The river's edge is full of surprises.
There may not be many salmon to catch but that did not deter a handful of fishermen from trying to land a couple from the precarious safety of their small boats. I watched one guy yell, "OH! HO! HO!" as his rod bent like the yoga guy we had just passed towards the dirty water.
I saw a chipmunk my dog did not see. The chipmunk saw the dog and froze, stared at her, then disappeared faster than a bottle when the foreman gets near.
4 comments:
I love rivers. It is always good to near close to a river.
Of course, here in Celtic Scotland, Druids are traditionally associated with pagan settlements built near flowing water, and folklore is steeped in darker pools.
Have you seen the movie, "River's Edge", Beer ? I think Dennis Hopper appeared in a cameo role in it. That film was fairly authentic in the atmosphere it recreated, I've always felt. Sean Penn's "The Indian Runner" was another one.

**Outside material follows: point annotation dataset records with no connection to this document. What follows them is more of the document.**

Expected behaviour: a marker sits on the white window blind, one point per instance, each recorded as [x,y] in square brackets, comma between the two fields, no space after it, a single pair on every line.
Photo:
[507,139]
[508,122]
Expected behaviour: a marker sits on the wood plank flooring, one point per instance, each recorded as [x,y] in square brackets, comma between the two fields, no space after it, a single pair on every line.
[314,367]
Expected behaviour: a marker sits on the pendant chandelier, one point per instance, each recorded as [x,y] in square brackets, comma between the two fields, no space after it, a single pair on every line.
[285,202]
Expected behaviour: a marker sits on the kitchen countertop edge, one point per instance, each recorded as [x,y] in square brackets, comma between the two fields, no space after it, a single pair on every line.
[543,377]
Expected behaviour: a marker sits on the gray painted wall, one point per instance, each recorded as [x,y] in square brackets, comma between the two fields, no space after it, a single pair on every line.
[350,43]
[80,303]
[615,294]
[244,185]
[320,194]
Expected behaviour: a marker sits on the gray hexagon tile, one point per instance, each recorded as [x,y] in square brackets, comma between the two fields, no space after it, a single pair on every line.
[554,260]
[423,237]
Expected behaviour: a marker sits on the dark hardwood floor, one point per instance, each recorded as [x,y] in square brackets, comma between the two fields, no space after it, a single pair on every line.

I rarely watch a movie more than once so it was a long
time ago that I saw and enjoyed "River's Edge." My memory being what it is, the plot is confused in my mind with the plot of "Puff the Magic Dragon." I'll have to ask Sonja if she has seen "Indian Runner." She is the family movie buff. If she hasn't we may just see it soon.
Funny. Unless I have confused the plot to "Puff The Magic Dragon" with "The Indian Runner".
I'm not so sure rivers feature heavily in that one, though. A creek, certainly. And plenty of two lane blacktop.
Anyway, it is worth seeing. In it's turn, the central premise was uncannily close to an acid trip I took on a golf course once. In a friend's car with the windows rolled shut. The acid trip came first. Followed by the film some months later.
Sonja read up on Indian Runner where she discovered mutual fave Charles Bronson shows up. His late career films were mostly crap which would explain why that one was missed.